Der außenpolitische Aspekt des Problems J&K betrifft Pakistan. Der Konflikt mit Pakistan reicht zurück bis ins Jahr 1947, dem Jahr der Unabhängigkeit und der Teilung Indiens. Seitdem haben die beiden Länder zwei Kriege über J&K geführt. Sogar in Friedenszeiten zanken sich Indien und Pakistan über den Bundesstaat. Regelmäßige rhetorische Seitenhiebe und reflexhafte Phrasen – von beiden Seiten – halten den Streit am Köcheln. Kürzlich erklärte Tasnim Aslam, Sprecher des pakistanischen Außenministeriums, J&K sei „umstrittenes Territorium“ und kein Bestandteil Indiens. Er fügte hinzu, Pakistan könne den Anschluss von J&K an Indien nicht akzeptieren, da kein Referendum stattgefunden habe, in dem die Bürger wählen konnten, ob Kashmir zu Indien oder zu Pakistan gehören soll. Die Hindustan Times nannte diese Erklärung einen Rückschritt in den indisch-pakistanischen Beziehungen:

„Das ist aus mehreren Gründen sehr schlechte Politik. Erstens ist diese Art von Rhetorik wenig hilfreich für Modi, der in seiner Regierung Hardliner hat, bezüglich der J&K Frage, sowie die Sangh parivar (Hindu-Nationalisten, A.d.Ü.) zufrieden stellen muss und gleichzeitig versucht, die Beziehungen zu Pakistan zu normalisieren. Da säen solche Bemerkungen Zweifel in Indien über Islamabads Interesse an bilateralen Beziehungen.”[4]
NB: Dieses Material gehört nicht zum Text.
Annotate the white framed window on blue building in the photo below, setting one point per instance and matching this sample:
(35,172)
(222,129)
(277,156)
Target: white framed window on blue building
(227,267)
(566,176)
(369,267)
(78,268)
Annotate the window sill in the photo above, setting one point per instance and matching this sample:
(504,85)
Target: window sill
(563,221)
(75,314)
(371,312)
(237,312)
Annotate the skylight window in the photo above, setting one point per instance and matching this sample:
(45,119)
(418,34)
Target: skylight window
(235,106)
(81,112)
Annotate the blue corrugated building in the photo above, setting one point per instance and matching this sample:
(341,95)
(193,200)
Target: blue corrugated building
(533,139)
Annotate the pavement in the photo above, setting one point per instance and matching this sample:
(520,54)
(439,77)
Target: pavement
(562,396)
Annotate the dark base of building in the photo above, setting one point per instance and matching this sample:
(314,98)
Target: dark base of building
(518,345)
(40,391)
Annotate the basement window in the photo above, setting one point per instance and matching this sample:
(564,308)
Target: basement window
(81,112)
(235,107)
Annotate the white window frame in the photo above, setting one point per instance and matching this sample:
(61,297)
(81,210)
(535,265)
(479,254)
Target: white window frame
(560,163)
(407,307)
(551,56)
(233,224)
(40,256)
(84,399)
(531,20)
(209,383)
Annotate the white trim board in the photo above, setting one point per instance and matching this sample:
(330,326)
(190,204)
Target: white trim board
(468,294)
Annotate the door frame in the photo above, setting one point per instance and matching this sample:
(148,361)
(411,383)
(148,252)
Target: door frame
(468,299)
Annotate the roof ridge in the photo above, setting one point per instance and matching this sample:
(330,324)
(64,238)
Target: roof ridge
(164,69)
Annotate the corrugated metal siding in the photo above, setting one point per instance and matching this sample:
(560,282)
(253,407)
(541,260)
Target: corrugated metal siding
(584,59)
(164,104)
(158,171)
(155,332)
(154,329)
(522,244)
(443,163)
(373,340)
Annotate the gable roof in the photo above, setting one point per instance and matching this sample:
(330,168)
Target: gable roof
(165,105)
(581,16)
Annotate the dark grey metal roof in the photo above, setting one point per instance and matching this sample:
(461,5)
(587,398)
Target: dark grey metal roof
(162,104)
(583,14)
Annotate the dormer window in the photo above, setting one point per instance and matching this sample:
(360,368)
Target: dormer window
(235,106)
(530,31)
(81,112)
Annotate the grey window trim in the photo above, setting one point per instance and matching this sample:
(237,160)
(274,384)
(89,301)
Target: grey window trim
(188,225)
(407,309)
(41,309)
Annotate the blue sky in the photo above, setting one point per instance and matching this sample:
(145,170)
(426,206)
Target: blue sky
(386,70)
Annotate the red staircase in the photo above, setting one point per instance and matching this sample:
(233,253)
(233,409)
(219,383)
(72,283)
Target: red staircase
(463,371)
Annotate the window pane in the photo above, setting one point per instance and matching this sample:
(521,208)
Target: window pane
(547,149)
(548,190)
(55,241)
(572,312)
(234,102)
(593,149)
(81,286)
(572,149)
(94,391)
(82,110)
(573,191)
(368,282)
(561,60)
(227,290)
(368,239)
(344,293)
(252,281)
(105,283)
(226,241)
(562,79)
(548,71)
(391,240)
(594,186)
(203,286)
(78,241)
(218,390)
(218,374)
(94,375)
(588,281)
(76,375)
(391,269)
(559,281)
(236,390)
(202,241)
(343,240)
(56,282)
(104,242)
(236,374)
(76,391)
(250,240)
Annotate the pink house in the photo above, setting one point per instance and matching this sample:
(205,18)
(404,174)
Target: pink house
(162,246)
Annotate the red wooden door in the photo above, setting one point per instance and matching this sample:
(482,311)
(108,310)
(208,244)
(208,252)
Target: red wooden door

Angesichts der Komplexität des Konflikts und der Empfindlichkeiten der Beteiligten muss die neue Regierung innenpolitisch ausgesprochen vorsichtig agieren und einen Konsens bilden, insbesondere in Bezug auf J&K. Die J&K Status-Frage ist mit juristischen Details überfrachtet und die Verfassungsexperten sind geteilter Meinung, ob das Parlament Artikel 370 überhaupt abschaffen kann. Der außenpolitische Aspekt des Problems muss bilateral mit Pakistan gelöst werden, bevor der Streit endgültig beigelegt werden kann.

Entwicklung kontra Umwelt

Auch die Debatte zur Balance zwischen Umwelt und Entwicklung geht weiter. Die neue Regierung muss zu einem durchgesickerten Geheimdienst-Bericht Stellung nehmen, in dem behauptet wird, bestimmte NROs behinderten mit ihren Protesten gegen Industrie- und Staudammprojekte, sowie Kernkraftwerke die wirtschaftliche Entwicklung Indiens. Im Land wird debattiert, ob das tatsächlich so ist, oder ob solche NROs den Fortschritt der Zivilgesellschaft fördern. Im Financial Express hieß es dazu: „Es liegt nun mal in der Natur der Sache, dass Aktivisten, ganz gleich, ob sie aus Indien oder aus dem Ausland finanziert werden, einseitige Positionen beziehen, die der Regierung/Industrie, die Großprojekte durchdrücken möchten, lästig sind. Ebenso wahr ist auch, dass viele der NRO-Themen — zum Beispiel Renaturierung — wichtig sind und ernst genommen werden müssen.”[5]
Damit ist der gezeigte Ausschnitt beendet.